- DVD release cover (Australia)
- Directed by: Ulli Lommel
- Written by: Ulli Lommel; Jeffrey Frentzen;
- Produced by: Ulli Lommel; Jeffrey Frentzen;
- Starring: Curtis Graan; Jillian Swanson; Heidi Rhodes;
- Cinematography: Bianco Pacelli
- Edited by: Peter Blumenstock
- Production companies: The Shadow Factory; Boogeyman Movies International; Heidenheim Films;
- Distributed by: Peacock Films Ltd.
- Release date: 2006;
- Running time: 83 minutes
- Country: United States
- Language: English

= Killer Pickton =

2006 American horror film

Killer Pickton is a 2006 American horror film loosely based on the crimes of Canadian serial killer Robert Pickton.

The movie was filmed in New Hampshire and directed by Ulli Lommel. It was co-produced and co-written by Ulli Lommel and Jeff Frentzen. Frentzen portrayed the killer, herein called "Billy Pickton", using the stage name Curtis Graan.

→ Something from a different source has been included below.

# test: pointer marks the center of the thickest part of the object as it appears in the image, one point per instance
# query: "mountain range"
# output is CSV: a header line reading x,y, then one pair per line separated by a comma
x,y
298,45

Killer Pickton became controversial when its planned 2006 release in Australia was delayed after the government of Canada put pressure on the Australian distributor, Peacock Films Ltd., to pull the movie from its release schedule for legal reasons, citing Canada's ban on publishing details of the alleged crimes prior to Pickton's trial. The movie was later released in Australia after Pickton was convicted of murder, and as of 2009, remained listed in the distributor's catalog.

Although Lions Gate Entertainment had acquired Killer Pickton for DVD release in North America and marketing materials were created for the release, it remains unavailable in North America due to the legal problems of distributing the movie in Canada.

==Plot==
Billy Pickton is with his lawyer in a police interrogation room, about to be questioned by a police detective and district attorney. As the detective and district attorney converse about Billy's case, the story is told in flashback.

Billy is shown running a severed pig's head and hoofs up and down the body of a sex worker, in a strangely sexual sequence, as the detective narrates.

Billy's "modus operandi" of luring sex workers to his sister's expensive home to drug and kill them is shown in a series of episodes. His first victim, Cara, is drowned in a bathtub, placed in a large wheeled trash can, taken to the family pig farm, and fed into a wood chipper. The remaining episodes follow a similar pattern. The next victim, Kim, is drugged and abused in one of the bedrooms of Billy's sister's house. The abuse is interrupted by a housekeeper, who quietly observes Billy move the drugged woman into a trash can and wheel her to the pig farm. There, he suffocates his victim and feeds her hand into a meat grinder.

Billy forces alcohol down the throat of his next victim, Monique. He drags the incapacitated woman around the house, up the stairs, forcing her to swallow pills, before killing her. She is later fed into the wood chipper.

Throughout the film, the detective implies and then finally accuses Billy of mixing the remains of the victims with pork meat that was then sold to a national food market chain for public consumption. In flashback dinner scenes with his sister Julia and brother Darryl, Billy does not answer questions about why the pork products "taste so good".

After the next victim, Wendy, is strangled and buried alive, Billy is interrupted by three teenage hitchhikers, one of whom he treats for a spider bite before sending them on their way, unharmed. Billy narrates how his mother made an audio recording of his father's death, which forever colored his view of women as "evil whores". There is a brief flashback of Billy dancing and frolicking with a sex worker and attending church.

Billy's next victim, Annie, is treated to a tour of the house attic, and their relationship starts to take a bizarre romantic tone. She reads an Edgar Allan Poe poem to Billy before he drugs her—she wants him to kill her. However, he cannot bring himself to feed Annie to the wood chipper because as the detective intones, "she was the only woman he ever cared for".

In the pig farm basement, Darryl discovers Annie's corpse, which leads to Billy's arrest. The movie ends with title cards that explain that Billy may have killed "as many as 135...unfortunate women".

==Filming==
Production of Killer Pickton took place during July 2005 at the home of producer Jeff Frentzen, in Windham, New Hampshire, and at the McCauslin Farm in Weare, New Hampshire. The church scene was filmed in Goffstown, New Hampshire. Scenes of Billy's father dying were filmed in Heidenheim, Germany in the fall of 2005.